Conclusion: Afatinib can result in grade four cutaneous adverse effects like SJS/TEN, with an uncertain latency period. The skin lesions which appear during this period of afatinib treatment should be closely monitored.

Introduction

Stevens-Johnson syndrome/toxic epidermal necrolysis (SJS/TEN) is an infrequent, but severe adverse drug reaction. SJS/TEN can be considered as being on a continuum of disease spectrums with <10% of the body surface area affected in SJS, >30% in TEN, while 10-30% of the body surface area affected in the SJS-TEN overlap (1). The typical manifestation of these lesions, as detailed in the medical history and biopsy of the patient, are critical in confirming this diagnosis.

In patients with metastatic non-small cell lung cancer (NSCLC) one of the possible first-line treatment options is afatinib (2), which is a small molecular tyrosine kinase inhibitor that inhibits tyrosine kinase activity of the epidermal growth factor receptor (EGFR). However, afatinib can be associated with adverse skin-related reactions, including acne, xerosis, paronychia and purpuric rash (3). To our knowledge, only a few case reports of afatinib-induced SJS/TEN exist in the literature.

Case presentation

A 62-year-old Chinese male was diagnosed with right lung adenocarcinoma involving brain and bone metastases in August of 2021. Treatment consisted of a daily oral administration of 40 mg afatinib. Five days after receiving afatinib, erythema and blisters were observed on the trunk and limbs along with an increase in body temperature to 39.0°C. Ruptured bullae and skin exfoliation gradually appeared within the following two days, with no involvement of the mucous membrane. Greater than 80% of his body surface area (BSA) was involved and a positive Nikolsky sign was present (Figure 1A). Laboratory test results revealed an inflammatory syndrome with C-reactive protein values of 89.2 mg/L, erythrocyte sedimentation rates (ESR) of 50 mm/h and serum procalcitonin values of 0.200 ng/mL. Microbial cultures of cutaneous secretions and blood culture were both negative. Chest CT-scan showed emphysema and lung interstitial changes without inflammatory changes. There were no signs of internal organ involvement. Prior to the appearance of skin lesions, treatment involved only afatinib, and based on his detailed medical history and typical manifestation of the lesion, a diagnosis of TEN was made, with a SCORTEN score of three. Afatinib was immediately terminated, with treatment now consisting of an intravenous administration of 1.2 mg/kg/d methyl-prednisolone, which was then reduced to 1.0 mg/kg/d after three days. Seven days after this treatment, there was a darkening of the erythema and a partial regeneration of the skin was observed (Figure 1B), but the patient suddenly lapsed into a coma. MRI imaging indicated edema around the intracranial metastatic focus and disappearance of the left ventricle. The patient’s family relinquished further treatment and the patient was voluntarily discharged.

FIGURE 1

Figure 1 (A) Before treatment large sheets of necrolytic epidermis exfoliated are present on the back. (B) After one week of treatment, there was a partial improvement in the cutaneous lesions.

Discussion

In July 2013, afatinib was approved for use as a first-line treatment of metastatic NSCLC with EGFR mutations (4). This drug can irreversibly inhibit signaling from EGFR, HER2, ErbB3 and ErbB4 (5) and afatinib has proved beneficial in patients with acquired resistance to first-generation EGFR inhibitors. It has been reported that afatinib was associated with several grade three or worse adverse events, including diarrhea, rash or acne and fatigue, with no skin-related adverse drug reactions above grade three (6). In our case, the patient experienced TEN after five days of afatinib treatment, which represents a grade four cutaneous adverse effect.

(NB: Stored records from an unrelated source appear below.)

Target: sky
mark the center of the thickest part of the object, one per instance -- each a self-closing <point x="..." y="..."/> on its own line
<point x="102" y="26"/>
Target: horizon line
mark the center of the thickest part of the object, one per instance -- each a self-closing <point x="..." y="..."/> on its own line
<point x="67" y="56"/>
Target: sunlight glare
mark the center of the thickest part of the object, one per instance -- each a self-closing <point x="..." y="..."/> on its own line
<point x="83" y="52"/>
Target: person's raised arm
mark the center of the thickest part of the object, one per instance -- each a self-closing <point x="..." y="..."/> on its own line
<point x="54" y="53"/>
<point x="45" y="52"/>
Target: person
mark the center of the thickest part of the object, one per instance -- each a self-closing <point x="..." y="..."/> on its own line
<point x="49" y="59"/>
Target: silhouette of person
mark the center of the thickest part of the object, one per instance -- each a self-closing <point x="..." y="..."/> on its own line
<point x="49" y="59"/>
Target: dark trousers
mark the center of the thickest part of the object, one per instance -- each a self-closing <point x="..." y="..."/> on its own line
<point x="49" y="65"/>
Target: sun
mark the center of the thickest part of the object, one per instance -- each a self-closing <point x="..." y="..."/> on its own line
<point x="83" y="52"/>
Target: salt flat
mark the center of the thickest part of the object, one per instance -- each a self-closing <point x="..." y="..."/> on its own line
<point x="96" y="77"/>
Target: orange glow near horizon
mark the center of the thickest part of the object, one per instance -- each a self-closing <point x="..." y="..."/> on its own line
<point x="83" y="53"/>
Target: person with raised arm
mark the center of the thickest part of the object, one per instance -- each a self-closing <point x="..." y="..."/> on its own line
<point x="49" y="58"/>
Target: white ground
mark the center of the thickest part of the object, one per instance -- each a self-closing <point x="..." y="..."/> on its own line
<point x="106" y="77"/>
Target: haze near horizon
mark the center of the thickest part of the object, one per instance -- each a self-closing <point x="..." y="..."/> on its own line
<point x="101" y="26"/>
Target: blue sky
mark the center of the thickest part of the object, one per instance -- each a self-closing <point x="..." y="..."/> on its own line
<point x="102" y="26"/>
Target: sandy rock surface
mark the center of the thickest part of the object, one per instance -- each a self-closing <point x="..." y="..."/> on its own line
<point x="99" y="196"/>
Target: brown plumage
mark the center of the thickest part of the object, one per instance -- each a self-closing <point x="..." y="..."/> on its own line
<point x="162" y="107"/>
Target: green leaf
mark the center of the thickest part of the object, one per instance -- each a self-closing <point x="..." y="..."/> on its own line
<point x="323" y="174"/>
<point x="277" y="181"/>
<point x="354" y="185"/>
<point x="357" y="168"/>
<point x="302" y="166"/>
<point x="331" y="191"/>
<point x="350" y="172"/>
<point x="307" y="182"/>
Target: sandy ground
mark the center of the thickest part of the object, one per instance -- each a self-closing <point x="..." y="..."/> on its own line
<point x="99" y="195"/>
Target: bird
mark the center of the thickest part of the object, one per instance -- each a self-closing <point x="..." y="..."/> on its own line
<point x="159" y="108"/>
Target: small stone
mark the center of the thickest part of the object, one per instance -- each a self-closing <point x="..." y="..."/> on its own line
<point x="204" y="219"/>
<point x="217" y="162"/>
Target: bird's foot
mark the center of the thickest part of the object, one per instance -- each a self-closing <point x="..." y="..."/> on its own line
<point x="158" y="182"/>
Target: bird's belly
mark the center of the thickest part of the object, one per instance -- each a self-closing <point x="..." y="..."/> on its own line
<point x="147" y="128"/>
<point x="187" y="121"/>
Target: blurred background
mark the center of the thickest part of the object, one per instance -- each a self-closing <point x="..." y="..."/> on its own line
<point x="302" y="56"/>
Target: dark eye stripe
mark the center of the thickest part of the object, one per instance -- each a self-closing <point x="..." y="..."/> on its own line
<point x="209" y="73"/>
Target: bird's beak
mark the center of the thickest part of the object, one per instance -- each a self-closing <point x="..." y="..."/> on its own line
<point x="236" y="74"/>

In most cases, SJS/TEN is related to a drug reaction, and a rare and potentially life-threatening mucocutaneous reaction, characterized by blisters and generalized epidermolysis, can be accompanied with multiple system involvement. The most common causative drugs are anticonvulsants, antidepressants, sulfonamides, non-steroidal anti-inflammatory agents, anti-infectives and targeted drugs (7). The typical latency period from drug exposure to symptoms ranges from 4 to 28 days (8). The incidence of SJS/TEN is 1-6 per 1,000,000, with a mortality rate of approximately 15% (9), most commonly resulting from sepsis (10). The histopathology of lesions in SJS/TEN varies from keratinocyte apoptosis to epidermal necrosis, with a partial infiltration of perivascular lymphocytes, histiocytes, and a few eosinophils being observed in the dermis (7). No standardized treatment guidelines or recommendations currently exist for the treatment of SJS/TEN, with discontinuation of causative drugs, supportive care and prevention of infection all serving as protocols for the management of SJS/TEN. It is generally accepted that the culprit drug should be immediately stopped and alternative drug treatments initiated when severe cutaneous adverse reactions are present. For NSCLC patients who experienced SJS/TEN induced by afatinib, gefitinib could be an alternative treatment option (11). Drug desensitization should be considered when culprit drugs must be used under conditions where no alternative drugs are available and the effects of alternative drugs are unsatisfactory. While reports from many studies involving drug desensitization have shown these protocols to be safe and effective (12), such procedures are absolutely forbidden in cases with severe immunocytotoxic reactions, vasculitis and in severe cutaneous adverse reactions, like that observed in SJS/TEN.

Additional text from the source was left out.